I don't know what Arx-Han would consider a brave and daring artistic statement, but I have a hard time imagining it would amount to "incels are a bunch of privileged, entitled white manbabies who can't get laid because of their reactionary politics and because they think of women as sex objects rather than people. The solution to their problems is to stop being racist and Be More Empathetic". No one in the West would get in trouble for claiming as much. The reason Arx-Han self-published INCEL isn't because it was too daring and subversive for a traditional publisher to touch: this is the work of an aspiring provocateur.

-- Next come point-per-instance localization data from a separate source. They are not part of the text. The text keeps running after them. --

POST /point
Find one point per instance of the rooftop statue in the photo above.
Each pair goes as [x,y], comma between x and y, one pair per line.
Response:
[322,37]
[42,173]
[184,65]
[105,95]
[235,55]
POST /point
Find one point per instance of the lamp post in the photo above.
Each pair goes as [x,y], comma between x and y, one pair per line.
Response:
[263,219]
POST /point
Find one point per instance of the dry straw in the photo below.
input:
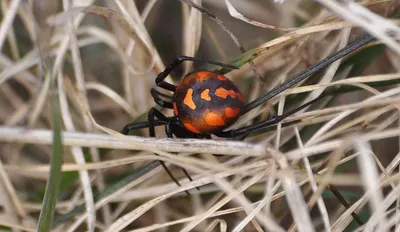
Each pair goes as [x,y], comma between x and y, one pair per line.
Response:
[105,59]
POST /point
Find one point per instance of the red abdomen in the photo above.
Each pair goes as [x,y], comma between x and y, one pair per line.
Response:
[206,102]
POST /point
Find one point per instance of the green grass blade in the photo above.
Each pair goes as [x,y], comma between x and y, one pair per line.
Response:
[54,180]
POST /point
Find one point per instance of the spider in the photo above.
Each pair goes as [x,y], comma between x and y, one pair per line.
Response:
[206,102]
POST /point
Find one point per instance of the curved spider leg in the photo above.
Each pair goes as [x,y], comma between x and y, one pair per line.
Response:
[311,70]
[244,131]
[178,61]
[154,113]
[157,99]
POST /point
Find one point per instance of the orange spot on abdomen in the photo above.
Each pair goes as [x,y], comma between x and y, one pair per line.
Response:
[205,95]
[231,112]
[214,119]
[223,93]
[222,78]
[203,75]
[191,128]
[189,99]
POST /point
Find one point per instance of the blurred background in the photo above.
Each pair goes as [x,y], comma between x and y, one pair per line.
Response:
[109,61]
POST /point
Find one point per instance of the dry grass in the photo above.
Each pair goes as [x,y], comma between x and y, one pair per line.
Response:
[273,181]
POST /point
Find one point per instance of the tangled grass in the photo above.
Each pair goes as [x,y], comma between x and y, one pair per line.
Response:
[99,63]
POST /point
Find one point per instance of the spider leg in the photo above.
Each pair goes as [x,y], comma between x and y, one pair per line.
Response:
[311,70]
[154,113]
[178,61]
[168,131]
[244,131]
[157,99]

Even leaving aside its punch-pulling, this compulsively readable and not particularly long book (less than 300 pages in the edition I read) is crying out for an editor. One chapter of cringe comedy wherein the protagonist cold approaches a girl in public and makes a fool of himself is plenty; by my count, there are at least four. One might have thought such a devotee of Chuck Palahniuk would have internalised the value of economy.

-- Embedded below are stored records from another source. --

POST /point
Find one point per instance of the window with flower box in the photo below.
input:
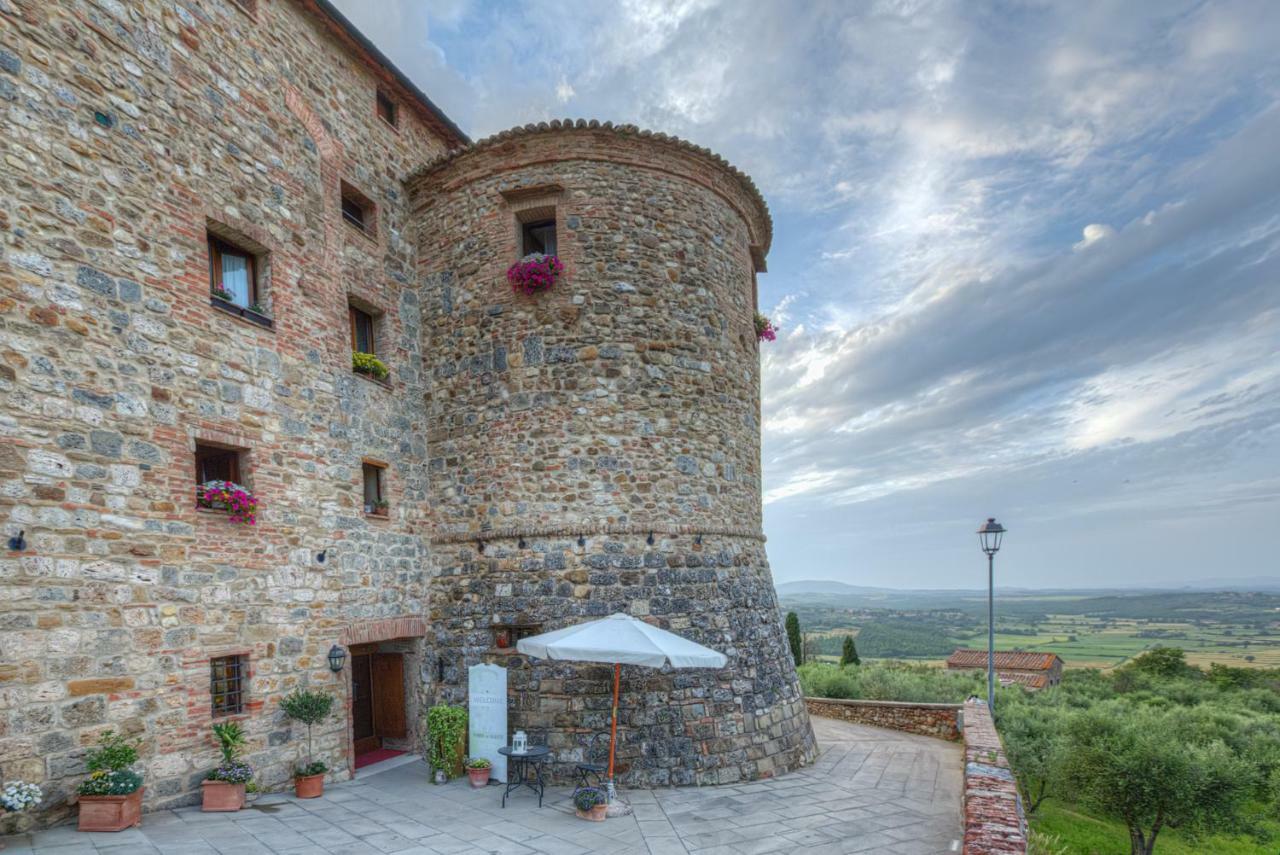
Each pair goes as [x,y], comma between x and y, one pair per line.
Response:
[227,685]
[538,236]
[237,275]
[218,463]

I dunno. I expected more. Even when Arx-Han admitted to being less brave than Tulathimutte, I thought maybe he was being self-deprecating, or holding himself to an unreasonably high standard ("I was brave, but not brave enough"). But he was right on the money: he's less brave than Tulathimutte, less willing to step on progressive pieties, and not as funny, and less concise, and his characters aren't as believable. The poor man's Tulathimutte, alas.

Started on the third book in the Neapolitan quartet.